Section 44 Model Selection: Backward Stepwise Selection
44.1 Statistical Model
\[ \large y_{i} = \beta_0 + \beta_1 x_{1i} + \beta_2 x_{2i} + ... + \beta_p x_{pi} + \epsilon_{i} \]
\[ i = 1,...,n; \space p = \space number \space of \space predictors \]
44.2 Steps
Fit a Full model \(M_p\) which contains all \(p\) predictors.
For \(k = p,p-1,...,1\)
Consider all \(k\) models that contain all but one of the predictors in \(M_k\), for a total of \(k-1\) predictors.
Choose the best model \(M_{k-1}\) among these \(k\) models based on the smallest RSS, or equivalently, largest \(R^2\).

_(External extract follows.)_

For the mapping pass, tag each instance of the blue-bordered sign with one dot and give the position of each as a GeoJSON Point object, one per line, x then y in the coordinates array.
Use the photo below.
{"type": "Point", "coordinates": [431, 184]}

Select a single best model from among \(M_0, M_1, ..., M_p\) models using the criteria Adjusted \(R^2\), Mallow’s Cp, AIC or BIC.
44.4 R implementation
library(leaps)
BP <- read.csv('data/BP.csv')
# Remove NA values from all variables
BP <- na.omit(BP)
BP$DM <- as.factor(BP$DM)
# Subset the data
BP <- BP[,-1]
# Backward stepwise selection
bwd.fm <- regsubsets(SBP ~ ., data=BP,
nbest=1, nvmax=6, intercept=TRUE,
method='backward')
bwd.summary <- summary(bwd.fm)
bwd.summary
Subset selection object
Call: regsubsets.formula(SBP ~ ., data = BP, nbest = 1, nvmax = 6,
intercept = TRUE, method = "backward")
6 Variables (and intercept)
Forced in Forced out
EthnicAsian FALSE FALSE
EthnicCaucasian FALSE FALSE
Age FALSE FALSE
Income FALSE FALSE
BMI FALSE FALSE
DM2 FALSE FALSE
1 subsets of each size up to 6
Selection Algorithm: backward
EthnicAsian EthnicCaucasian Age Income BMI DM2
1 ( 1 ) " " " " " " " " "*" " "
2 ( 1 ) " " " " " " " " "*" "*"
3 ( 1 ) " " " " "*" " " "*" "*"
4 ( 1 ) " " " " "*" "*" "*" "*"
5 ( 1 ) " " "*" "*" "*" "*" "*"
6 ( 1 ) "*" "*" "*" "*" "*" "*"
(Intercept) EthnicAsian EthnicCaucasian Age Income BMI DM2
-3.858060268 -0.002753277 -0.013373729 0.903319577 -0.003045831 2.348833049 4.073927322
# Customised plot
par(mfrow=c(2,2))
xlab <- 'Number of X-variables'
plot(x = bwd.summary$rss,
xlab=xlab, ylab='RSS',
type='l', col='blue')
index <- which.min(bwd.summary$rss)
points(x = index, y = bwd.summary$rss[index],
col='red', cex=2, pch=20)
plot(x=bwd.summary$adjr2,
xlab=xlab, ylab='Adjusted R2',
type='l', col='blue')
index <- which.max(bwd.summary$adjr2)
points(x = index, y = bwd.summary$adjr2[index],
col='red', cex=2, pch=20)
plot(x=bwd.summary$cp,
xlab=xlab, ylab='Mallow Cp',
type='l', col='blue')
index <- which.min(bwd.summary$cp)
points(x = index, y = bwd.summary$cp[index],
col='red', cex=2, pch=20)
plot(x=bwd.summary$bic,
xlab=xlab, ylab='BIC',
type='l', col='blue')
index <- which.min(bwd.summary$bic)
points(x = index, y = bwd.summary$bic[index],
col='red', cex=2, pch=20)
(Intercept) Age BMI DM2
-3.9018887 0.9022749 2.3487465 4.0731999
44.3 Comments
Like forward stepwise selection, this approach fits \(1 + p(p+1)/2\) models.
The backward stepwise selection also provides an efficient alternative to best subset selection.
All models within backward selection approach are nested.
However, it It is not guaranteed to find the best possible model out of all \(2^p\) models containing subsets of the \(p\) predictors.
Backward selection requires that the number of samples \(n\) is larger than the number of variables \(p\) (\(n >> p\)).